I have a large 2d array with hundreds of columns. I would like to sort it lexicographically, i.e. by first column, then by second column, and so on until the last column. I imagine this should be easy to do but I haven't been able to find a quick way to do this.
1 Answer
This is what numpy.lexsort is for, but the interface is awkward. Pass it a 2D array, and it will argsort the columns, sorting by the last row first, then the second-to-last row, continuing up to the first row:
>>> x
array([[0, 0, 0, 2, 3],
[2, 3, 2, 3, 2],
[3, 1, 3, 0, 0],
[3, 1, 1, 3, 1]])
>>> numpy.lexsort(x)
array([4, 1, 2, 3, 0], dtype=int64)
If you want to sort by rows, with the first column as the primary key, you need to rotate the array before lexsorting it:
>>> x[numpy.lexsort(numpy.rot90(x))]
array([[0, 0, 0, 2, 3],
[2, 3, 2, 3, 2],
[3, 1, 1, 3, 1],
[3, 1, 3, 0, 0]])
3 Comments
grigor
Great this seems to work!
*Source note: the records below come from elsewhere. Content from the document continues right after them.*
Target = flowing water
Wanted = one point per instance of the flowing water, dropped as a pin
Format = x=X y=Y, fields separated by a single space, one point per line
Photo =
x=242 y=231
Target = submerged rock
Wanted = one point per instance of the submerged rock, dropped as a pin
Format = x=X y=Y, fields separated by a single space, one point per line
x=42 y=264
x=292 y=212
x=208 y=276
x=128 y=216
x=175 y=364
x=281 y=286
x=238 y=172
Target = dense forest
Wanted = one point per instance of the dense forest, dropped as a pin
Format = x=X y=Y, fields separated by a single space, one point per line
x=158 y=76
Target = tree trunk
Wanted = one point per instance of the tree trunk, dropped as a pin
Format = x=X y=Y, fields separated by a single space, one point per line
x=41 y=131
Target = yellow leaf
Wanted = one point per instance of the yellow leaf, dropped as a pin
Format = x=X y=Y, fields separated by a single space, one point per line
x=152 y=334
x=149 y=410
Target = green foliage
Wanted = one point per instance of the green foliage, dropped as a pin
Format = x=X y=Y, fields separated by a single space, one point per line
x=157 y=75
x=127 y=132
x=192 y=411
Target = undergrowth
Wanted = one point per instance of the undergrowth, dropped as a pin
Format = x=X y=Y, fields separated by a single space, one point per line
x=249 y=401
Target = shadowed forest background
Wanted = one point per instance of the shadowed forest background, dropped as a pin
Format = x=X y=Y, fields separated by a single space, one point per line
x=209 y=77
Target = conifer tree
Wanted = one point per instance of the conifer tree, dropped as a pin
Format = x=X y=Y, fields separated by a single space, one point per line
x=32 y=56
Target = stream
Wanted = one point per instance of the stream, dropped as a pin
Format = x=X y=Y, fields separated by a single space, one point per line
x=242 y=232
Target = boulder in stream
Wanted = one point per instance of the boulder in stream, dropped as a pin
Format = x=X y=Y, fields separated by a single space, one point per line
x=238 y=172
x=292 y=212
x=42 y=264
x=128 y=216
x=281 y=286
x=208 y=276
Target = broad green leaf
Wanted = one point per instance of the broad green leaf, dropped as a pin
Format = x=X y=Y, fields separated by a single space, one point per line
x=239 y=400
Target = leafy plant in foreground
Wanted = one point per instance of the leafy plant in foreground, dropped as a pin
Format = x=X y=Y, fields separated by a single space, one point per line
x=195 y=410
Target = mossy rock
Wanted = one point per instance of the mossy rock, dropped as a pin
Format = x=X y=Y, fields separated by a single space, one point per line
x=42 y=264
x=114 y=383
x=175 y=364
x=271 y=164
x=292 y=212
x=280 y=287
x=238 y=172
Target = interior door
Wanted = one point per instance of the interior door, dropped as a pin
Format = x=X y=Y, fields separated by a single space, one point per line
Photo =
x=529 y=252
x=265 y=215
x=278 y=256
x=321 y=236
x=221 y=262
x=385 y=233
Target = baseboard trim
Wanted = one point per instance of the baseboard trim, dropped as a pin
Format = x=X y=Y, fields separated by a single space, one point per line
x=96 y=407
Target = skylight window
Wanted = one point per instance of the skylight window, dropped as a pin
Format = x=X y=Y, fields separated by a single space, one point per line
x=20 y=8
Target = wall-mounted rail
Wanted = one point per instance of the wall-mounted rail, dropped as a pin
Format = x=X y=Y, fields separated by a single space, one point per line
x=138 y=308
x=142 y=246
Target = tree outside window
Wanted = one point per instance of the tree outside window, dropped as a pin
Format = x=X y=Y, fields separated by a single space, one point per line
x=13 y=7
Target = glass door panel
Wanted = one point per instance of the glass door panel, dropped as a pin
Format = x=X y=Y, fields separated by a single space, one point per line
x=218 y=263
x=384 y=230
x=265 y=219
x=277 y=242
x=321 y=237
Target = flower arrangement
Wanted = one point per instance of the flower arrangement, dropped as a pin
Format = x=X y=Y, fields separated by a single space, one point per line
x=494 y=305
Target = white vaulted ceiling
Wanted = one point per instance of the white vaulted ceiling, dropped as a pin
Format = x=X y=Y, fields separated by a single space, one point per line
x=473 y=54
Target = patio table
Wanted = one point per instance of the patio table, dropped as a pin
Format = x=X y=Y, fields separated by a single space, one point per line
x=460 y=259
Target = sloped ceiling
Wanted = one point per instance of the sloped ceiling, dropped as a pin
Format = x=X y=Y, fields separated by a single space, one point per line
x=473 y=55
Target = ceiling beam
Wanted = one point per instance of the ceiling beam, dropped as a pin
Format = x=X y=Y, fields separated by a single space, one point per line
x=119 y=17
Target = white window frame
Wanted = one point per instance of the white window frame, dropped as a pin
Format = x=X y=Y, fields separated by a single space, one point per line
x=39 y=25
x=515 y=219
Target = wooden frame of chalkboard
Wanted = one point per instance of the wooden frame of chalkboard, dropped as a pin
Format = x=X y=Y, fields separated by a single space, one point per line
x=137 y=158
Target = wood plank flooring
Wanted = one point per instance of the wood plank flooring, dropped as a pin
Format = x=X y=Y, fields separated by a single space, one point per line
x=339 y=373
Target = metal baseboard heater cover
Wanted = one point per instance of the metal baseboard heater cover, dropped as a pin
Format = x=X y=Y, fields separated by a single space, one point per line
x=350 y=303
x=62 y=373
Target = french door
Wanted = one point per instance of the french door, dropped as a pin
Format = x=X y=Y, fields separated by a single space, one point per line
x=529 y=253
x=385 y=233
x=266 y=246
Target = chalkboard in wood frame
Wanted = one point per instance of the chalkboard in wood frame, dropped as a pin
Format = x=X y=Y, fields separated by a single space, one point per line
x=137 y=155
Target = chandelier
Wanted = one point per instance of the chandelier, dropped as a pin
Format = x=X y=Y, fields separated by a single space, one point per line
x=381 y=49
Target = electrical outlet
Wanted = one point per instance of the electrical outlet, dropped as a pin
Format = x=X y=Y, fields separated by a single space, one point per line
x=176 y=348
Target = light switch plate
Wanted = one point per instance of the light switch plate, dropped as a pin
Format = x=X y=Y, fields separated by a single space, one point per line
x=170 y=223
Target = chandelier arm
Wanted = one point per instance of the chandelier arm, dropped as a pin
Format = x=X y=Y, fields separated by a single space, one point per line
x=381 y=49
So then I need to do searchsorted in this but not sure how to. So given a 1d array I want to find out if if it's one of the 2d array's sorted rows. Any suggestions would be appreciated.
user66081
@grigor: maybe [all(row == t) for row in x]
MrArsGravis
One could add that there's a more time-efficient way of getting the same result as with
rot90, by using x[numpy.lexsort(x.T[::-1])]. According to timeit, this is about 25% faster than x[numpy.lexsort(numpy.rot90(x))] (tested for x.shape == (1000,5)).